* Analysts say it is right call although could raise costs
* Outlook strong for bulk market; modest for retail market
* Earnings down 5 pct in third quarter (Recasts with conference call, more analyst comment)
By Nicole Mordant
Oct 25 (Reuters) - Canadian Pacific Railway Ltd (CP.TO) laid out a beefed-up winter operating plan on Tuesday in hopes of preventing a repeat of the disruptions earlier this year that resulted from harsh weather.
CP, the country’s No. 2 railway, said it would have extra employees, locomotives and snowplows on standby to avoid the disarray its customers faced when avalanches and heavy snowstorms shut down its tracks in Western Canada this past winter, when it not have the manpower or equipment to deal with disruptions swiftly.
The railroad, which has tracks across Canada and across the border into the United States, does run the risk of being “over-resourced” and raising its costs because of the precautions it is taking, but it is the correct risk to take, analysts said.
“That’s probably the right decision to focus on regaining customer confidence as opposed to making sure that the next few months’ margins are better,” said BMO Capital Markets analyst Fadi Chamoun.
CP gave details of the plan on a conference call after it released third-quarter earnings that were down 5 percent, largely as expected, due to ongoing clean-up costs from flooding that followed rough winter conditions.
CP’s shares slid after its release of the results. By mid-afternoon they were down 72 Canadian cents, or 1.2 percent, at C$59.09 on the Toronto Stock Exchange.
Shares in its larger rival, Canadian National Railway (CNR.TO), which reports results later on Tuesday, were 0.7 percent higher at C$75.72.

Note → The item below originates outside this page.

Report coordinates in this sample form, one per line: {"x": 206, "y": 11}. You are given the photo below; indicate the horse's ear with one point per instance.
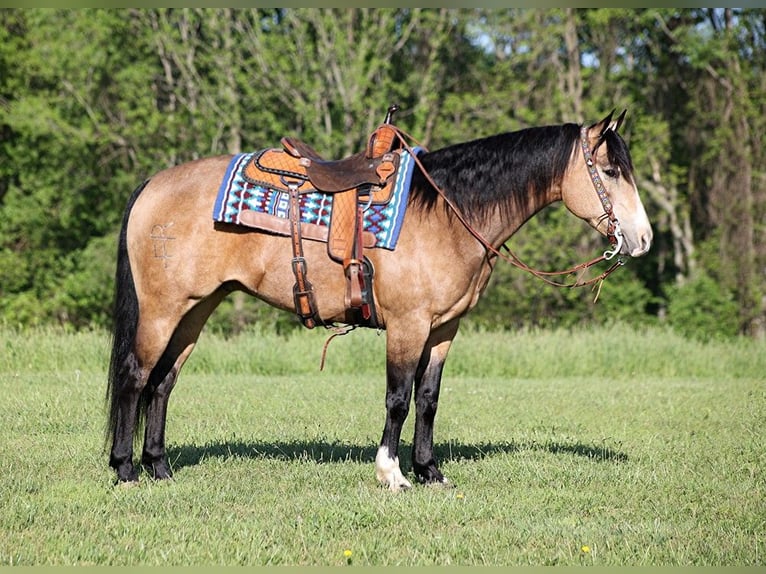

This winter CP will have an extra 500 trades employees on its properties as well as 61 new locomotives, with another 30 coming on in the first quarter, said Mike Franczak, CP’s vice president of operations.
Any locomotives deemed surplus to the fleet will be placed in warm storage making them easily accessible.
“There are many, many other changes we have made to protect our service and production plans and I am very confident that we are ready,” Franczak said .
The outlook for CP’s bulk shipments, which include products such as potash, coal and grains, remains “surprisingly strong”, despite media reports of a slowdown in Asia, where most of the goods are headed, CP Chief Executive Fred Green said.
The outlook for retail shipments is, however, not as rosy, he said, as U.S. unemployment remains high and concerns over the health of Europe’s economy abound.
CP reported third-quarter net income of C$186.8 million ($185 million), or C$1.10 a share, on Tuesday, largely in line with analysts’ estimates and down from C$197.3 million, or C$1.17 a share, in the year-before quarter.
Revenue rose 4 percent to C$1.34 billion, as the market had expected.
CP said its operating ratio - an important measure of a railway’s productivity - rose to 75.8 percent in the quarter, from 73.7 percent in the year-ago period.
The higher the ratio, which measures operating costs as a percentage of revenue, the less efficient the railway.
“The issue with CP is that right now they are the most inefficient railroad. They have the highest level of expenses compared to the rest of rails,” said Edward Jones analyst Brian Yarbrough.
“There’s this huge opportunity to improve that,” he said.